Mitochondria are microscopic, energy producing machines that are found in all human cells. Mitochondria contain a small set of genes that must work properly to make the energy our bodies require for health. Defects in the expression of mitochondrial genes cause debilitating diseases for which there are no cures currently. We will use new genomic, molecular and cell biology technologies to identify new mutations that lead to disease and understand how the mutations cause the disease pathology at a molecular level.
Mitochondrial disease are progressive and debilitating multi-system disease that occurs as a result of mutations in nuclear or mitochondrial genes at a frequency of up to 1 in 13,000 live births with no known cure.
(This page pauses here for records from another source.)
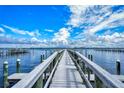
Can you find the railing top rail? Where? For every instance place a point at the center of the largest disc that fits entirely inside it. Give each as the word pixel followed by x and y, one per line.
pixel 104 76
pixel 33 76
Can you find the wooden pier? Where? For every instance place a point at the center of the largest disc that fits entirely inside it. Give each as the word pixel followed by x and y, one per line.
pixel 66 74
pixel 67 69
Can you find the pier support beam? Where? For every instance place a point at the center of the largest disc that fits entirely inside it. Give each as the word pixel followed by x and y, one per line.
pixel 18 66
pixel 118 67
pixel 5 68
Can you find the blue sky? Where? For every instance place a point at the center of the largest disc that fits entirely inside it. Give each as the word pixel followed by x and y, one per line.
pixel 60 26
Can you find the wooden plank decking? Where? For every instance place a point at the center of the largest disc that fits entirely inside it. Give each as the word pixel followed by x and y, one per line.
pixel 66 75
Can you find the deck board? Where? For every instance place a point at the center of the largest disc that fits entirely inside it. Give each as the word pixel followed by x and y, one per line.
pixel 66 75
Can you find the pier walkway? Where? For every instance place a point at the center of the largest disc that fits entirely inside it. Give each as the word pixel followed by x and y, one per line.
pixel 66 69
pixel 66 74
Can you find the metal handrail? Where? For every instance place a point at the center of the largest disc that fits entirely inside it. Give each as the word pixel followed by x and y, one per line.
pixel 34 75
pixel 102 74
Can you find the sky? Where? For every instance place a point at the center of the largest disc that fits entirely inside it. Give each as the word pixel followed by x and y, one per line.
pixel 62 25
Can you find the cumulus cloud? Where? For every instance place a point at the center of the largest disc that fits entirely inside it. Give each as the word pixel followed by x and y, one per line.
pixel 93 19
pixel 23 32
pixel 61 37
pixel 49 30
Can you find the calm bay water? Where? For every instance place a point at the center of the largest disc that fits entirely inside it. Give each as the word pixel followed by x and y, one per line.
pixel 105 59
pixel 28 62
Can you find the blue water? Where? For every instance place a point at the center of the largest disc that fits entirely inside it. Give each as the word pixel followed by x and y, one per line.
pixel 28 62
pixel 105 59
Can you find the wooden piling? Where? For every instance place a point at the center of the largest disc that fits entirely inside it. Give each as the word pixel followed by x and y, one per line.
pixel 41 58
pixel 18 66
pixel 118 67
pixel 5 68
pixel 98 82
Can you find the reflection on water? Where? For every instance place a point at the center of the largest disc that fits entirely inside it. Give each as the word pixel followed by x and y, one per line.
pixel 28 62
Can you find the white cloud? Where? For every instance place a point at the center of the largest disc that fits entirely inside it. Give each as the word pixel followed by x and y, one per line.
pixel 92 19
pixel 76 16
pixel 61 37
pixel 2 30
pixel 23 32
pixel 49 30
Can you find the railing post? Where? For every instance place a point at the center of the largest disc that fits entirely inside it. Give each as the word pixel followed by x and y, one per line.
pixel 5 68
pixel 118 67
pixel 98 82
pixel 41 58
pixel 39 83
pixel 18 66
pixel 91 57
pixel 88 70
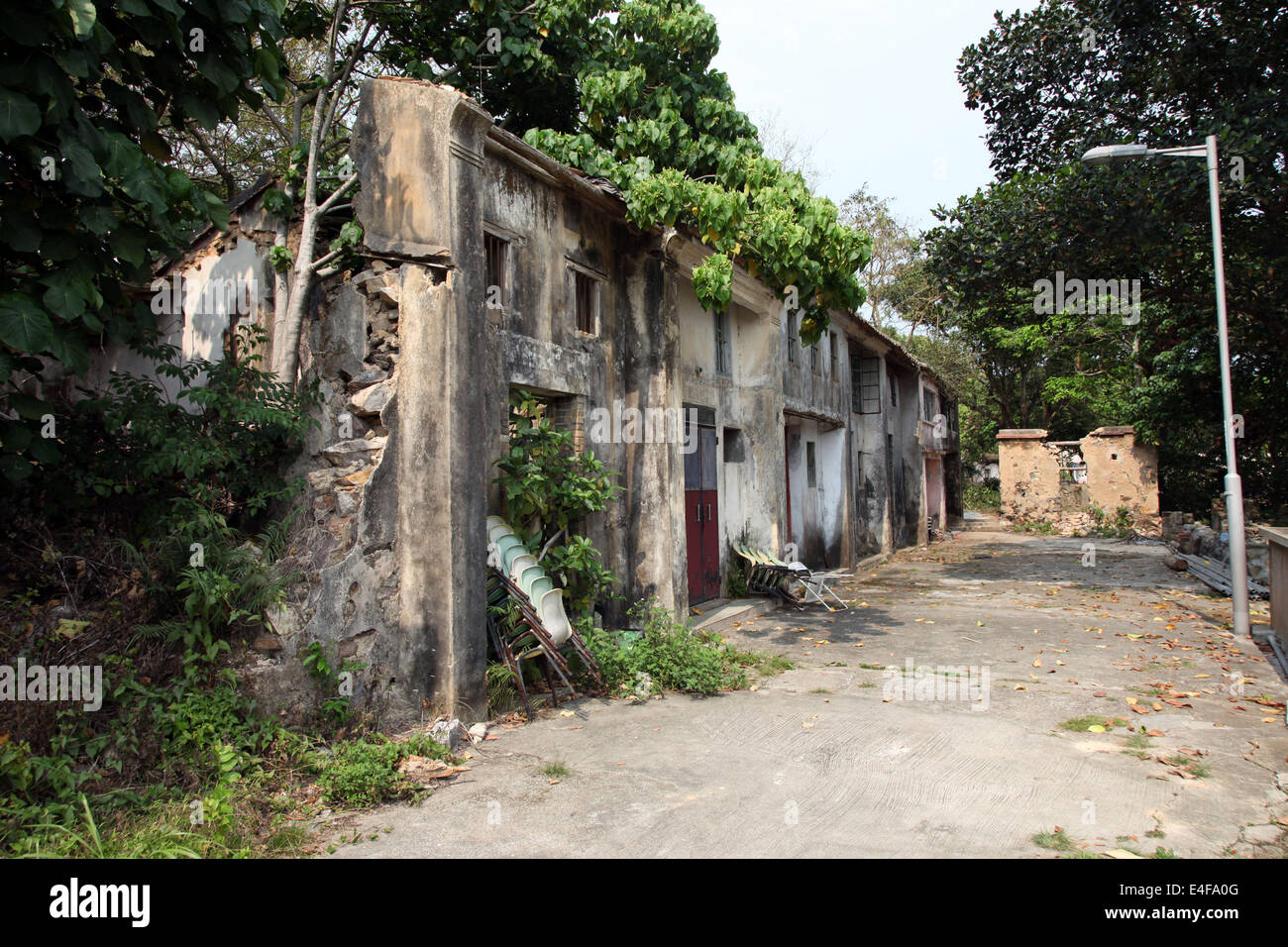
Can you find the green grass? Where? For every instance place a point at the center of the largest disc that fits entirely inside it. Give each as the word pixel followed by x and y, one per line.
pixel 1137 745
pixel 365 772
pixel 1083 724
pixel 1194 767
pixel 1056 840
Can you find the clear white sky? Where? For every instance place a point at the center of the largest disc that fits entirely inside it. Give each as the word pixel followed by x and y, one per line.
pixel 871 85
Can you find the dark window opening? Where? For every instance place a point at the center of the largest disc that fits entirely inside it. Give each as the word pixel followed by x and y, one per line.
pixel 587 290
pixel 734 446
pixel 497 253
pixel 724 348
pixel 864 382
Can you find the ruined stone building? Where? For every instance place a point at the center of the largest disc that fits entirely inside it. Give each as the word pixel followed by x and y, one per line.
pixel 492 266
pixel 1072 483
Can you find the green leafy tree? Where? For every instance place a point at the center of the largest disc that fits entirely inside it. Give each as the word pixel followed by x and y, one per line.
pixel 90 195
pixel 1070 75
pixel 548 488
pixel 662 127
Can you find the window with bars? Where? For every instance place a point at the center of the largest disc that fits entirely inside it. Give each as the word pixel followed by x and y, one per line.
pixel 724 347
pixel 587 302
pixel 497 253
pixel 864 382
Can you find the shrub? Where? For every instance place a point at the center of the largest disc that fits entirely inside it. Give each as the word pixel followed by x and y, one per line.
pixel 668 655
pixel 365 772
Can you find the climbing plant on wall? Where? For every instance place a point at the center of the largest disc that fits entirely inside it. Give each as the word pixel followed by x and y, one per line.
pixel 662 127
pixel 548 486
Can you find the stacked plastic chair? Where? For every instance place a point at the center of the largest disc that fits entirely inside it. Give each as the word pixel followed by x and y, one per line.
pixel 771 575
pixel 542 628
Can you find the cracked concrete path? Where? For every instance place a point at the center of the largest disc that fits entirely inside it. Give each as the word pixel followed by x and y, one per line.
pixel 829 759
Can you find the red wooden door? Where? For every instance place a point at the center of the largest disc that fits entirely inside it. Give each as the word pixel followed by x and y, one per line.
pixel 702 517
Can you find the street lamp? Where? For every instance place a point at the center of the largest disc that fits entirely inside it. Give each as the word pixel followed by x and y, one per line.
pixel 1112 154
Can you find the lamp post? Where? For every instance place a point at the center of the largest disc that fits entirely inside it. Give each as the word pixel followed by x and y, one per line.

Mutations in nuclear genes that code for mitochondrial proteins have been found to cause a range of diseases including mitochondrial diseases that have the same pathologies to those observed in patients with mutations in mtDNA. We have DNA and cells from several families that suffer from mitochondrial diseases that are not the result of mtDNA mutations but mutations in nuclear genes coding for mitochondrial proteins. This project will use patient DNA to identify mutations in nuclear genes that cause mitochondrial disease and use the patient cells to investigate how the changes at the DNA level cause mitochondrial and cellular dysfunction that leads to the disease pathology. The project will use a variety of techniques ranging from genetics, next generation technologies, molecular and cell biology. This is of great importance in understanding the mechanisms underlying mitochondrial disease and may provide new avenues for therapeutic interventions.
This project involves the use of a range of techniques in genetics, cell biology (such as cell culture, cell death assays, fluorescence microscopy, gel electrophoresis, western blotting), genomics (exome sequencing), molecular biology (cloning, quantitative PCR, RNA interference) and biochemistry (protein purification, enzyme activity measurements).